When I retired from the world of business in 2001, I decided to see whether I could somehow contribute to reducing the amount of war in the world. With armed conflict causing the suffering of well over 100 million people and costing around $14 trillion per year, it was clear that we needed to find better ways to promote peace. Unlikely as it was, I thought that maybe I could help.
After spending about two years looking for evidence as to where my effort might do the most good, I found none. Following the advice of some senior people in the peacebuilding field, I decided to encourage and to support local citizens to prevent the violence that threatened their communities. Eventually, that led to the formation of the Purdue Peace Project, which has successfully supported locally-led peacebuilding in nearly 20 situations in Africa and Central America. It is now applying what it has learned abroad to address a gun violence problem in an American city.

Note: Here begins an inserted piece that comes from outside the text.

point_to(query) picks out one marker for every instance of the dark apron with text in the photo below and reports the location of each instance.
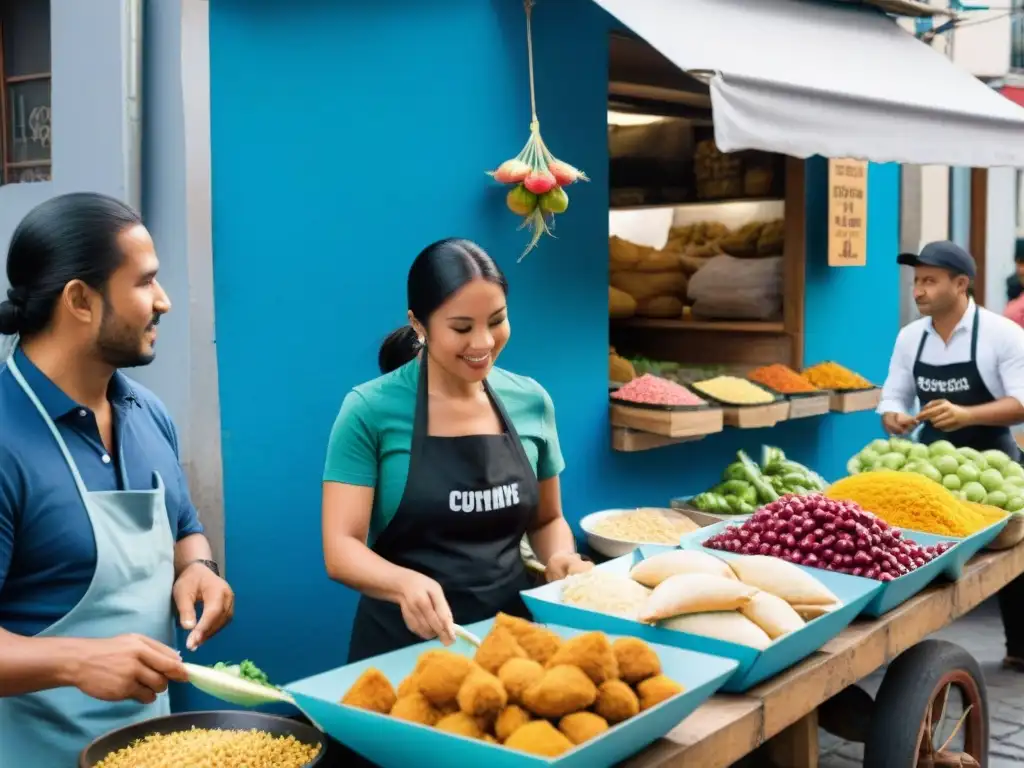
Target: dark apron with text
(468, 502)
(961, 384)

The combined efforts of government and non-government organizations have not been effective enough to prevent wars from inflicting appalling human and economic costs on mankind. What is needed is:
More resources devoted to reducing armed conflict
Better allocation of those resources based on research to determine which peacebuilding activities produce the most results relative to resources expended.
Collaboration to establish priorities, to promote cooperation, and to attract more support for peacebuilding action.
An integrated, cooperative program to promote peace, including an overall strategy, priorities, and plans.
I have arranged to provide funding to the Kroc School of Peace Studies at the University of San Diego to help fill those needs.